ACCESSO ALLA DOCUMENTAZIONE ISPETTIVA: DINIEGO DELLA RICHIESTA DEL LAVORATORE

La fattispecie in esame è quella di un lavoratore che aveva richiesto copia dei verbali ispettivi e degli atti e documenti sulla sua posizione lavorativa, avendo instaurato un contenzioso con il datore di lavoro, precedentemente interessato dall’ispezione, mirato al riconoscimento dell’esistenza di un rapporto di lavoro subordinato. 
La DTL opponeva diniego, motivando che le disposizioni regolamentari vigenti non consentivano l’accesso alla citata documentazione onde evitare effetti pregiudizievoli ai medesimi dichiaranti.
Inoltre, la documentazione a cui il lavoratore ha chiesto di accedere, contenente dati sensibili, non risulta strettamente indispensabile, come invece previsto dall’articolo 24 c. 7 L. n. 241/90 che disciplina la trasparenza e l’accesso agli atti amministrativi, al fine di curare o difendere i propri interessi giuridici. 

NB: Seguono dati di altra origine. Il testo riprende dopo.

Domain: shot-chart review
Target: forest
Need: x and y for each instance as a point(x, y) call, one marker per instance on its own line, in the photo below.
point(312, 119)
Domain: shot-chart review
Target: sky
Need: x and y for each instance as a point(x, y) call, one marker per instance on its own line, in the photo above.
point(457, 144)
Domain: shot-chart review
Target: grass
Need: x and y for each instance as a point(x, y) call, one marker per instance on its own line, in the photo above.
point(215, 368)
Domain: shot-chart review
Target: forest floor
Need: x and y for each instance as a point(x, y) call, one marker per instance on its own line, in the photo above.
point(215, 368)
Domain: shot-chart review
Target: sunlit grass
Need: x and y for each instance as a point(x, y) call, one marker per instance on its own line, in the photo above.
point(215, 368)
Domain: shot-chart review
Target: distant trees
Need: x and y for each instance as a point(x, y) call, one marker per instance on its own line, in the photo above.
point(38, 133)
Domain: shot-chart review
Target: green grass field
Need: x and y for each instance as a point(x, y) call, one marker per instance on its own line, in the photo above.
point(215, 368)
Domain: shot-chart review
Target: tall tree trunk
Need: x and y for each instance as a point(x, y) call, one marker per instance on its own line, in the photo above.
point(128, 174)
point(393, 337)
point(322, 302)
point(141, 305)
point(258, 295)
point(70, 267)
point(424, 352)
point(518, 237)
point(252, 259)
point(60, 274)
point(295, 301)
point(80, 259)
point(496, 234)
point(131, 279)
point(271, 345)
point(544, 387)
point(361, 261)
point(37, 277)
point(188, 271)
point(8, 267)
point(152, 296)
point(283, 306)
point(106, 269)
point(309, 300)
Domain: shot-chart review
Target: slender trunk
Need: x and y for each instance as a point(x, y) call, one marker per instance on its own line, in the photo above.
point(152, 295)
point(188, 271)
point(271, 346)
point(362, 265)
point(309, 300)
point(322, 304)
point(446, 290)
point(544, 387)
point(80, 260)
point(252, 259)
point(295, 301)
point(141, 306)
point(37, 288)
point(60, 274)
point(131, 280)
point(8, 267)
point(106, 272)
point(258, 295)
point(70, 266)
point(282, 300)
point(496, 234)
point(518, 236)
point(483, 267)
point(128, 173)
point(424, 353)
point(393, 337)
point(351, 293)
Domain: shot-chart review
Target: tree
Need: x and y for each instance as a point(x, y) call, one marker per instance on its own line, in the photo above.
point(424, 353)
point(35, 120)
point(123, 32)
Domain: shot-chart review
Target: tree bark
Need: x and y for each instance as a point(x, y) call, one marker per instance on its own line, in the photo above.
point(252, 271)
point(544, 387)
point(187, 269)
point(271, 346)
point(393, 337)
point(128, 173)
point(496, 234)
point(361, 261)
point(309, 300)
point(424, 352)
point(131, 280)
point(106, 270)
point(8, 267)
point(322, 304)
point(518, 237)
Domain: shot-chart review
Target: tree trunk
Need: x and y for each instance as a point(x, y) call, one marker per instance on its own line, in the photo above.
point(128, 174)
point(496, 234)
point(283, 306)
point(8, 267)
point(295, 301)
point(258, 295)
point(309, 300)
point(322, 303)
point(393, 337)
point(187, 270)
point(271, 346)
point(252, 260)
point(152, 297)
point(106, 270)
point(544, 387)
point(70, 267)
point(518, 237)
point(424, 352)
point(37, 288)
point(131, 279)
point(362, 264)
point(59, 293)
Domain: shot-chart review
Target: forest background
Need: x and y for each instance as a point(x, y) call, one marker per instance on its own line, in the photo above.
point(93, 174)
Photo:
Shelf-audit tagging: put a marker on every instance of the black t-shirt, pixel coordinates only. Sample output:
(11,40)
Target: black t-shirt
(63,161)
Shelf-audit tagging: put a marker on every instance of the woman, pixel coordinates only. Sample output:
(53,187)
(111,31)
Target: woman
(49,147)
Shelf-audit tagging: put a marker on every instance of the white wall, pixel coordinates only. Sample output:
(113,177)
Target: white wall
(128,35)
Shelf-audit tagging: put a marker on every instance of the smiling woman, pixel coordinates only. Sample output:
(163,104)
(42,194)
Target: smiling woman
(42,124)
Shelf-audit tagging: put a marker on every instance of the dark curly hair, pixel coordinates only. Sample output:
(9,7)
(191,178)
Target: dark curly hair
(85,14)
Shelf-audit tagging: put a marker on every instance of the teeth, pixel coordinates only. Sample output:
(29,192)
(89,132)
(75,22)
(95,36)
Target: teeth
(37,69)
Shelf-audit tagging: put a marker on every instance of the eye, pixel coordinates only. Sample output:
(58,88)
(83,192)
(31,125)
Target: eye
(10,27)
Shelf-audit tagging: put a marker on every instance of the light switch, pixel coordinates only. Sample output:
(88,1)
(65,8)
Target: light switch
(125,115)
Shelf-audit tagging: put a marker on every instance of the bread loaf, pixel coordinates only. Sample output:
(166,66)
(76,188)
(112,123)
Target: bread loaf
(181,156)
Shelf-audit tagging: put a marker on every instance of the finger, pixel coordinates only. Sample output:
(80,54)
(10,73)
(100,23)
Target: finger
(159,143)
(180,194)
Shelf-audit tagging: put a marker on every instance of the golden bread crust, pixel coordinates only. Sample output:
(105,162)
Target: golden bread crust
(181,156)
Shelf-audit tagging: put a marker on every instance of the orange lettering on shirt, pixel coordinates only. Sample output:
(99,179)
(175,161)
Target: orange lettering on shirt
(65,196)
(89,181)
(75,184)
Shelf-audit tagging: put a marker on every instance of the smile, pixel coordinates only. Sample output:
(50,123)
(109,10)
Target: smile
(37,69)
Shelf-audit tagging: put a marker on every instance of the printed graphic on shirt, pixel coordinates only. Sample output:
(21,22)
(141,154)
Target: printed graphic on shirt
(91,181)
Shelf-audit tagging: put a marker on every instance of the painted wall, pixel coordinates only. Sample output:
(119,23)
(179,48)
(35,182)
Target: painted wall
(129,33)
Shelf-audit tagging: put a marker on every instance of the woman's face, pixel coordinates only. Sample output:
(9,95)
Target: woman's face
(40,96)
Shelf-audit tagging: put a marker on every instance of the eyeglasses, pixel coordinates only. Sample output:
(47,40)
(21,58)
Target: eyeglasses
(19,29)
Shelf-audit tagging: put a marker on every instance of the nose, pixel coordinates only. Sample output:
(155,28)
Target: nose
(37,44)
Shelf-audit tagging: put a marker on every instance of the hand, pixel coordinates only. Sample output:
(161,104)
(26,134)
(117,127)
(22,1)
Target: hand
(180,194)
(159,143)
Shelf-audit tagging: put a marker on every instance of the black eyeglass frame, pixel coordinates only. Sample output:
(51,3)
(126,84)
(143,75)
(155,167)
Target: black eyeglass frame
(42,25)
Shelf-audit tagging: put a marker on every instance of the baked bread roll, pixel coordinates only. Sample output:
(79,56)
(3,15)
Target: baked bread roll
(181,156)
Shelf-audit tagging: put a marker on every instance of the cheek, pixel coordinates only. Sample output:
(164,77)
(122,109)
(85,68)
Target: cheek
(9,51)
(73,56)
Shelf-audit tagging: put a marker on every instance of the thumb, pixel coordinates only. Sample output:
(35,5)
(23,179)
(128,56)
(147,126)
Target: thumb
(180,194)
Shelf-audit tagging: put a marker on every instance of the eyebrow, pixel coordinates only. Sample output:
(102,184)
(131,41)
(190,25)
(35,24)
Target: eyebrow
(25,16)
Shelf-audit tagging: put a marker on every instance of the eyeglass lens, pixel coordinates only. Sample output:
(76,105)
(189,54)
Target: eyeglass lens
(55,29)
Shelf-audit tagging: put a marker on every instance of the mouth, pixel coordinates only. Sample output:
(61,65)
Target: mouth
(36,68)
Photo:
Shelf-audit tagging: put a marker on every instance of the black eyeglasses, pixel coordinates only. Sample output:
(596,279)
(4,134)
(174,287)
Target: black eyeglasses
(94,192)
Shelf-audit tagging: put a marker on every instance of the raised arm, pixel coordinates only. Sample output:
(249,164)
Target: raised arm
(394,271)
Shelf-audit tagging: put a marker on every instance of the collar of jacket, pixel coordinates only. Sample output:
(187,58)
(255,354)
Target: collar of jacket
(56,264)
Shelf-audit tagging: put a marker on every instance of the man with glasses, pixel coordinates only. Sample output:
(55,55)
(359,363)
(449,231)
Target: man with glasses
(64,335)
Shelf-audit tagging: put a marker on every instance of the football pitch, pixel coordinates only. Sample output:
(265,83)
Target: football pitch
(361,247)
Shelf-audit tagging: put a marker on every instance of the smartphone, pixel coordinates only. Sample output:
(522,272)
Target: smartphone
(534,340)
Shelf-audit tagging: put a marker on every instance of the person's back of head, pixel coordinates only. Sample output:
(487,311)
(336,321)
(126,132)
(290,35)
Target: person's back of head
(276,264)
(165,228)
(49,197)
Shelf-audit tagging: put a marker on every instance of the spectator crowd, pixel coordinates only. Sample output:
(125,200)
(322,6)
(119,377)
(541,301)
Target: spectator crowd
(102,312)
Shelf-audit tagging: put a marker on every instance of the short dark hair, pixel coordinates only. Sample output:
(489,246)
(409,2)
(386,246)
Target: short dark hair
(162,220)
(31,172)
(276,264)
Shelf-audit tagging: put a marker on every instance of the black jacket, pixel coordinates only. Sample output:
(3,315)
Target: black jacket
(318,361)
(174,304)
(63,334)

Si ricorda che il diritto di accesso non è stato configurato dal legislatore con carattere meramente strumentale rispetto alla difesa in giudizio, nel senso che il collegamento tra l’interesse giuridicamente rilevante del soggetto che richiede l’accesso e la documentazione oggetto della relativa istanza va inteso in senso ampio, poiché la documentazione richiesta deve essere considerata mezzo utile per la difesa e non come strumento di prova diretta della lesione dell’interesse tutelato. Di fatti il lavoratore che ha chiesto l’accesso ha comunque la possibilità di chiamare a deporre in altra sede giudiziale i colleghi che ritiene abbiano rilasciato dichiarazioni in sede ispettiva.